Самыми многочисленными сиквенс-типами стали: ST372 (всего 7 изолятов, 6 из них были выделены нами на территории Свердловской области, 1 – из Японии), ST431 (7 изолятов, 6 были выделены на территории Свердловской области, один – Томской области), ST364 (6 изолятов, 5 были выделены на территории Свердловской области, один – из Японии). Интересно то, что большинство уральских изолятов филогенетически оказалось ближе азиатским группам, тогда как изоляты из Западной Сибири входили в одну группу с европейскими (Рисунок 16). При этом последовательность одного изолята из Екатеринбурга (Ekb950-2014) принадлежала сиквенс-типу ST244, выявленному на территории Англии. В некоторых группах IV линии сиквенс-типы из России не встречались (Рисунок 16). Рисунок 16 – Филогенетическое древо, построенное на основе конкатенированных последовательностей фрагментов генов домашнего хозяйства B. garinii. Для построения использованы сиквенс-типы из международной базы данных и полученные в настоящем исследовании. Деревья построены методом Neighbor-joining. Цветом и значками обозначены сиквенс-типы, выделенные на территории разных регионов России, а также азиатские и европейские сиквенс-типы. Сиквенс-типы, обсуждаемые в тексте, выделены
жирным шрифтом. Овалами выделены филогенетические линии (обсуждение в тексте). К сожалению, в рамках данной работы не удалось провести исследование МЛСТ изолятов B. garinii, выделенных на территории европейской части России и Дальнего Востока. В настоящем исследовании на данной территории были обнаружены преимущественно B. bavariensis, а немногие штаммы B. garinii обладали недостаточной для типирования концентрацией ДНК. Крайне интересным представляется исследование группы ChY13p, первоначально выделенной в Китае, а затем обнаруженной на территории России с низкой частотой встречаемости [127]. Нуклеотидные последовательности двух выявленных в настоящей работе изолятов этой группы (из Екатеринбурга) были полностью идентичны последовательнсоти изолята из Китая (ST154). Изучение группы ChY13p представляет большой интерес, поскольку ранее она рассматривалась в качестве переходного звена между B. garinii и B. afzelii [106].
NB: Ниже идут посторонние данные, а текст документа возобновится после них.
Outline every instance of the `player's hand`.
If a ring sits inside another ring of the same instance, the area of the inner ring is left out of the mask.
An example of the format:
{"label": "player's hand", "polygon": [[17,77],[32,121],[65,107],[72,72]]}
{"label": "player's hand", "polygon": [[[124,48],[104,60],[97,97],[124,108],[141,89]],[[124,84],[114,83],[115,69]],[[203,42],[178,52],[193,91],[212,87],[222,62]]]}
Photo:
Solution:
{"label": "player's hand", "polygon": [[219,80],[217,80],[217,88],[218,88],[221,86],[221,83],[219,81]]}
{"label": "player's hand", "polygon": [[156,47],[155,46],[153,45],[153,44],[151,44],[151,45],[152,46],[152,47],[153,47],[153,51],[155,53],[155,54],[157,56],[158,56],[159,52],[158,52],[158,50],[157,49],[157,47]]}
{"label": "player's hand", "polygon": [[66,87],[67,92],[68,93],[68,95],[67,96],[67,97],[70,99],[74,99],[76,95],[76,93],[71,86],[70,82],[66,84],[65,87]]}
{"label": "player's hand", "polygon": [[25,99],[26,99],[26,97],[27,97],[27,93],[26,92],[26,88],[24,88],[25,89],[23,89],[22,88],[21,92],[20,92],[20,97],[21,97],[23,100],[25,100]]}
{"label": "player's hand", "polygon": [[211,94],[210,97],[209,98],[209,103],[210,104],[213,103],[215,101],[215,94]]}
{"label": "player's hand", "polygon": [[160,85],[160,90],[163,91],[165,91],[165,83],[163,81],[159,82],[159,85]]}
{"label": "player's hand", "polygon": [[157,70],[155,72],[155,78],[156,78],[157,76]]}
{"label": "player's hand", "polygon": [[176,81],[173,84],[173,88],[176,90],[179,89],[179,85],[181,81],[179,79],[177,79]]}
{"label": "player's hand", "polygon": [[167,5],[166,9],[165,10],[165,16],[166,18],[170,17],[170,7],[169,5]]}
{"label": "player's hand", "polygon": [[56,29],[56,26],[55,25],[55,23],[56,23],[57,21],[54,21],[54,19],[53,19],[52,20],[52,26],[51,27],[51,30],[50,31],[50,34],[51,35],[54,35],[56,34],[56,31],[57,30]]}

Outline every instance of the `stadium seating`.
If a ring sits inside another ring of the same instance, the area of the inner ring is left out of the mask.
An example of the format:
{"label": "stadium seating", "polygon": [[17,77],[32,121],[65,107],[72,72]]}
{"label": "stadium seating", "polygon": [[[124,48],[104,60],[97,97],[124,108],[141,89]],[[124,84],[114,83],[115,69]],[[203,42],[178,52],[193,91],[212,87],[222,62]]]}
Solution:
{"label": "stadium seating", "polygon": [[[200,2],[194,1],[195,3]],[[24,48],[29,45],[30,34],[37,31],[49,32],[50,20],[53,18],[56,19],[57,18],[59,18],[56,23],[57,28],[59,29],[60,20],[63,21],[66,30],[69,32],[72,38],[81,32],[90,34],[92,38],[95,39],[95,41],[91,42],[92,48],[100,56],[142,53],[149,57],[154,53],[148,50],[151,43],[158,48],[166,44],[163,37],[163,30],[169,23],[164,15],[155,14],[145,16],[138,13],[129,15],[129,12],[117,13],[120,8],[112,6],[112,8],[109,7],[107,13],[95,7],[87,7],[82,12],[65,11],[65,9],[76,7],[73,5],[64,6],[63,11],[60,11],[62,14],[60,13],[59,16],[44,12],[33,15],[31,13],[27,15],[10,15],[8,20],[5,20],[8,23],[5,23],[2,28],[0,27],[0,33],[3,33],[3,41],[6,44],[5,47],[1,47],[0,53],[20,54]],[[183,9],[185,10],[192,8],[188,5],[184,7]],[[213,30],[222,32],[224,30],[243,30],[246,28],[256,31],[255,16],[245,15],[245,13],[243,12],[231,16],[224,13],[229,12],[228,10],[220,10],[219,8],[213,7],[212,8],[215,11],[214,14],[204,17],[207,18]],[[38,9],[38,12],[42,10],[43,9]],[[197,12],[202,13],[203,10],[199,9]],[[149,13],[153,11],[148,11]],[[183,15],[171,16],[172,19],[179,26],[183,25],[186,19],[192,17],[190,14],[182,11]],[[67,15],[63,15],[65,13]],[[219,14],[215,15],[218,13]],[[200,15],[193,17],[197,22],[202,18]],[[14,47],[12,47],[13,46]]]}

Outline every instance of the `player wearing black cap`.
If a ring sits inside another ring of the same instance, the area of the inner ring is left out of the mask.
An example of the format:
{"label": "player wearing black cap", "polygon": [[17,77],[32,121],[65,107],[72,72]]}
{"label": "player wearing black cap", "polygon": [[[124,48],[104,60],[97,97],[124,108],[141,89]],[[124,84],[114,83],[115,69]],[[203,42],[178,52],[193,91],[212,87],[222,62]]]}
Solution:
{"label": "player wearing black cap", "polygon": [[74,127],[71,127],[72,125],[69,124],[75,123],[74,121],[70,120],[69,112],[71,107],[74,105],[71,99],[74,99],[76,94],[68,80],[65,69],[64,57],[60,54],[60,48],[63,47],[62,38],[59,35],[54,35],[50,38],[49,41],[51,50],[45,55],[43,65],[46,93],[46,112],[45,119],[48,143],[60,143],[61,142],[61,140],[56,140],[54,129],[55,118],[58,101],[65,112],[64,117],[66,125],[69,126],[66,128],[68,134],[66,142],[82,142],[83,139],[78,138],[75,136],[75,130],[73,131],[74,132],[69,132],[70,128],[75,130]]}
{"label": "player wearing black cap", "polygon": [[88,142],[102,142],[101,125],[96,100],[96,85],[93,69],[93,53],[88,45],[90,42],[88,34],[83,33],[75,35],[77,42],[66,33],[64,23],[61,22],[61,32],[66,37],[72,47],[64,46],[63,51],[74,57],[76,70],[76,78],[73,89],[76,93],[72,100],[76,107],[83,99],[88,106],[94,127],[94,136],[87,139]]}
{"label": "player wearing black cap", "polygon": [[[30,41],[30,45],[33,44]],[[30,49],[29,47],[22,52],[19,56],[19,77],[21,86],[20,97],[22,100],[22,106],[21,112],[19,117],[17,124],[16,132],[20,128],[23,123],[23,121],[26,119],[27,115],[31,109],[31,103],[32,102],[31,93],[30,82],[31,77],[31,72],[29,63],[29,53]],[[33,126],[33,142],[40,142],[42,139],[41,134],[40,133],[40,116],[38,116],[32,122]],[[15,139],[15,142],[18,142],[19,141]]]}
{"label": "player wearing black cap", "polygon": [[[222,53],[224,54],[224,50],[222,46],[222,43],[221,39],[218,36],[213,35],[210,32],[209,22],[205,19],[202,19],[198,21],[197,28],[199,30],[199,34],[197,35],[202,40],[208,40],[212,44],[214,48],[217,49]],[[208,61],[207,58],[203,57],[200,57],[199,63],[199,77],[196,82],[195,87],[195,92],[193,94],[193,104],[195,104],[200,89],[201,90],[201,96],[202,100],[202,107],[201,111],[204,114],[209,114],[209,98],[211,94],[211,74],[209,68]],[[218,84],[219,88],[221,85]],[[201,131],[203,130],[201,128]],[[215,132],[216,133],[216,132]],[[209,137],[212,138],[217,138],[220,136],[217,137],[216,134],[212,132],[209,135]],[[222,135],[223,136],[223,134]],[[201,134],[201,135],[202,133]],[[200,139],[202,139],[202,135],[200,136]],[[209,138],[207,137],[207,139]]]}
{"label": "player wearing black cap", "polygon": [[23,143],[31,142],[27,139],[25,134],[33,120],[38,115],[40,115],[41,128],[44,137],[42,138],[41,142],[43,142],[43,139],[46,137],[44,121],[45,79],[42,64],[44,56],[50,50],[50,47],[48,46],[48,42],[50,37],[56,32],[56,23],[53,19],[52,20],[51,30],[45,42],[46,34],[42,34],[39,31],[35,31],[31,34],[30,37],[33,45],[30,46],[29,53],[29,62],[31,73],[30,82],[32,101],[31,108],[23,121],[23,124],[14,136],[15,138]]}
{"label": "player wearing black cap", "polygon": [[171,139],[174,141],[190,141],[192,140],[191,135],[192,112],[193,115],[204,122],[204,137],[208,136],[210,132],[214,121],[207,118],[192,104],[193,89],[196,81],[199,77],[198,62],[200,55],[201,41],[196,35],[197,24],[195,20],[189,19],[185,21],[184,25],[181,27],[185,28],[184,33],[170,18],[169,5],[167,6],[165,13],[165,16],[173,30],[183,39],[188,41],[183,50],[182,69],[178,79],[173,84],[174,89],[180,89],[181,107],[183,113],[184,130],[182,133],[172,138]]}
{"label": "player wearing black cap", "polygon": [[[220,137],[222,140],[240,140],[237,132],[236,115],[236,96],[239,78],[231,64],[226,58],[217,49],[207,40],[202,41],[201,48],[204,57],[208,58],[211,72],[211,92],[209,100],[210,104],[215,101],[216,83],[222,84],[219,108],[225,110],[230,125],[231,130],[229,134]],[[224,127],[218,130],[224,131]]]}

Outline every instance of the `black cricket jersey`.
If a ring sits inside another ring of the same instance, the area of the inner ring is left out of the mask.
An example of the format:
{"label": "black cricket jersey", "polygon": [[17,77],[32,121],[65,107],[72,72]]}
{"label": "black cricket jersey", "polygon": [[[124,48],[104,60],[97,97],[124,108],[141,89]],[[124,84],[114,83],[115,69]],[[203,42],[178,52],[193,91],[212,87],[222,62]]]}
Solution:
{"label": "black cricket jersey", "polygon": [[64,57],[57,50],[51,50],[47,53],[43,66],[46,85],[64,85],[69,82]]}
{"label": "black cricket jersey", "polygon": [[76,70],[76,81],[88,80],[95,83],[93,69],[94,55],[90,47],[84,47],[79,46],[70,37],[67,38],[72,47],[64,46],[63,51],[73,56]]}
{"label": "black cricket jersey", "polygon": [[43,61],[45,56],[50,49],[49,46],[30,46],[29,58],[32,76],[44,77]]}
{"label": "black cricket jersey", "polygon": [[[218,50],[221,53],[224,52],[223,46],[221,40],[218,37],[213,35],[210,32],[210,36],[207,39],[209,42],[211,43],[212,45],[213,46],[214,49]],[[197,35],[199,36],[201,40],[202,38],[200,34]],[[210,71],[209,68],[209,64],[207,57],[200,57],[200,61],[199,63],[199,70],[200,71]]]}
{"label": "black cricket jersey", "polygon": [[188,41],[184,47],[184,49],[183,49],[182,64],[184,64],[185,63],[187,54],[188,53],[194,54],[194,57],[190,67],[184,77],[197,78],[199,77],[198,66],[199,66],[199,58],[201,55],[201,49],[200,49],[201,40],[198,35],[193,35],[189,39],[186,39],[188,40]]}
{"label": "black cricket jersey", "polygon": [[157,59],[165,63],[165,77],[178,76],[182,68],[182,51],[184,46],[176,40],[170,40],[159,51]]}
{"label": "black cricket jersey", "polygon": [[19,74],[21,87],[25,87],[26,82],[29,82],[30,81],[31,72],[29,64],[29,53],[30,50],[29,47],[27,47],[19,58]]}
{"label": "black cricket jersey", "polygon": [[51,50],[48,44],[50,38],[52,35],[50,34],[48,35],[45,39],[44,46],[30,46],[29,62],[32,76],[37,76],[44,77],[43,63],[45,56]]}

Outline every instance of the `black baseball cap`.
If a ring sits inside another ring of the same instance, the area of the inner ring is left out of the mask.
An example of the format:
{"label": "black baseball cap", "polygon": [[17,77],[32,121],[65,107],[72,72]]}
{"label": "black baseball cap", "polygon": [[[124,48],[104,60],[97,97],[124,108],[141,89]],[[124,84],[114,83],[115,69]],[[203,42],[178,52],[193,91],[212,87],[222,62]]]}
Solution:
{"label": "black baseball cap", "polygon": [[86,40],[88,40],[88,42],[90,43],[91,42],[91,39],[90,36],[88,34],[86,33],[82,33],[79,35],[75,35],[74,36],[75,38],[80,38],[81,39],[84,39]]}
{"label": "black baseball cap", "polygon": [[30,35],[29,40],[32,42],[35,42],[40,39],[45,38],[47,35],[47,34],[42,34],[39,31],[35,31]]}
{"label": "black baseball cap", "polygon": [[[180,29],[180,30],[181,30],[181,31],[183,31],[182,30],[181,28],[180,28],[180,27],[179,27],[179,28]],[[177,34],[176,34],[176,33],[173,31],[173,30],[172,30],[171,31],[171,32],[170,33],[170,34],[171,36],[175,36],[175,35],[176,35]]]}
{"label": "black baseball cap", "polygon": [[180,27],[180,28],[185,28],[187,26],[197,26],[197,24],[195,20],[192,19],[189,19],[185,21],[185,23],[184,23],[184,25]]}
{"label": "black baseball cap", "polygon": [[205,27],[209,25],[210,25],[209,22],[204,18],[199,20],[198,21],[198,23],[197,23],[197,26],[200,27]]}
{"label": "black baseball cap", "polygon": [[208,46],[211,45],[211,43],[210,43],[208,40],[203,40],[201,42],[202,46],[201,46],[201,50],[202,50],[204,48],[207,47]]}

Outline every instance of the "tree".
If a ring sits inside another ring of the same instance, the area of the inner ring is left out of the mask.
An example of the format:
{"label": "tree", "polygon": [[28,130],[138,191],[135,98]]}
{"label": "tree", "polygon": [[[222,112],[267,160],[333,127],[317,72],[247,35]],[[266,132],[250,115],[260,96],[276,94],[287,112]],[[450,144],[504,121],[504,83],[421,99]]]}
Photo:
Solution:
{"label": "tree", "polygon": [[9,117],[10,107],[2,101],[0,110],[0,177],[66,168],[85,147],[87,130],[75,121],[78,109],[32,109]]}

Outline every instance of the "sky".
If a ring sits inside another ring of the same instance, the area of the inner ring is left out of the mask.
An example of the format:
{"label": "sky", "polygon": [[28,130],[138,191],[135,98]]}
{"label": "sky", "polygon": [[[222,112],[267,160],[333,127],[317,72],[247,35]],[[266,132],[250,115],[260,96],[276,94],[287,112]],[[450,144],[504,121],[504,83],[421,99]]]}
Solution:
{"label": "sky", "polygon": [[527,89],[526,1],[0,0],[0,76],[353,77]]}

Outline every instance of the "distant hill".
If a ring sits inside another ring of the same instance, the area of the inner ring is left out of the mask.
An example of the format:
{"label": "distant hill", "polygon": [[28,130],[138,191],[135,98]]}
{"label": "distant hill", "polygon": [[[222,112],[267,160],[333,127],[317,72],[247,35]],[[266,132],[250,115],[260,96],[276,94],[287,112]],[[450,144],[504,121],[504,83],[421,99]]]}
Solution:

. Особенности и ограничения метода МЛСТ Несмотря на высокую информативность метода МЛСТ, необходимо обратить внимание на некоторые ограничения в его использовании. Во-первых, для типирования образцов ДНК боррелий из клещей необходимо отбирать образцы с максимально возможной концентрацией ДНК (раздел 2.2.5) и проводить гнездную ПЦР вместо однораундовой (что необязательно при типировании изолятов боррелий). Во-вторых, данная методика неприменима для исследования смесей изолятов – как меж-, так и внутривидовых. Если выявление смесей нескольких видов возможно при предварительной видовой дифференцировке и исключении смешанных образцов, то смеси двух генетических вариантов одного вида можно выявить только при секвенировании. За время проведения настоящего исследования, даже при условии предварительной дифференцировки видов, было исключено из анализа 24 микст-изолята (20,3% от числа генотипированных изолятов), в том числе 2 (1,7%) – межвидовых и 22 (18,6%) – внутривидовых смесей. Проблемы зараженности одного клеща разными видами и внутривидовыми генетическими вариантами и возможности амплификации полного набора мишеней для проведения МЛСТ была отмечена и другими исследователями [158, 189]. В связи с этим в настоящей работе предлагается следующая схема амплификации фрагментов генома образцов ДНК боррелий, выделенных из клещей. На первом этапе проводится амплификация фрагментов двух генов nifS и clpA как наиболее вариабельных (Таблица 3) для проверки концентрации ДНК и возможности получения продуктов ПЦР для конкретного образца. Для выявления микст-инфекций на этом этапе, а соответственно, наименьшего расхода реактивов и времени, рекомендуется провести секвенирование данных двух генов. На втором этапе, при условии получения ПЦР-продукта и «чистых» последовательностей nifS и clpA, проводится амплификация и секвенирование генов clpX, pepX, pyrG, recG, rplB, uvrA. При этом для исследования изолятов можно использовать однораундовую ПЦР с внутренними праймерами, а для образцов ДНК боррелий из клещей – гнездную или полугнездную ПЦР согласно стандартной методике.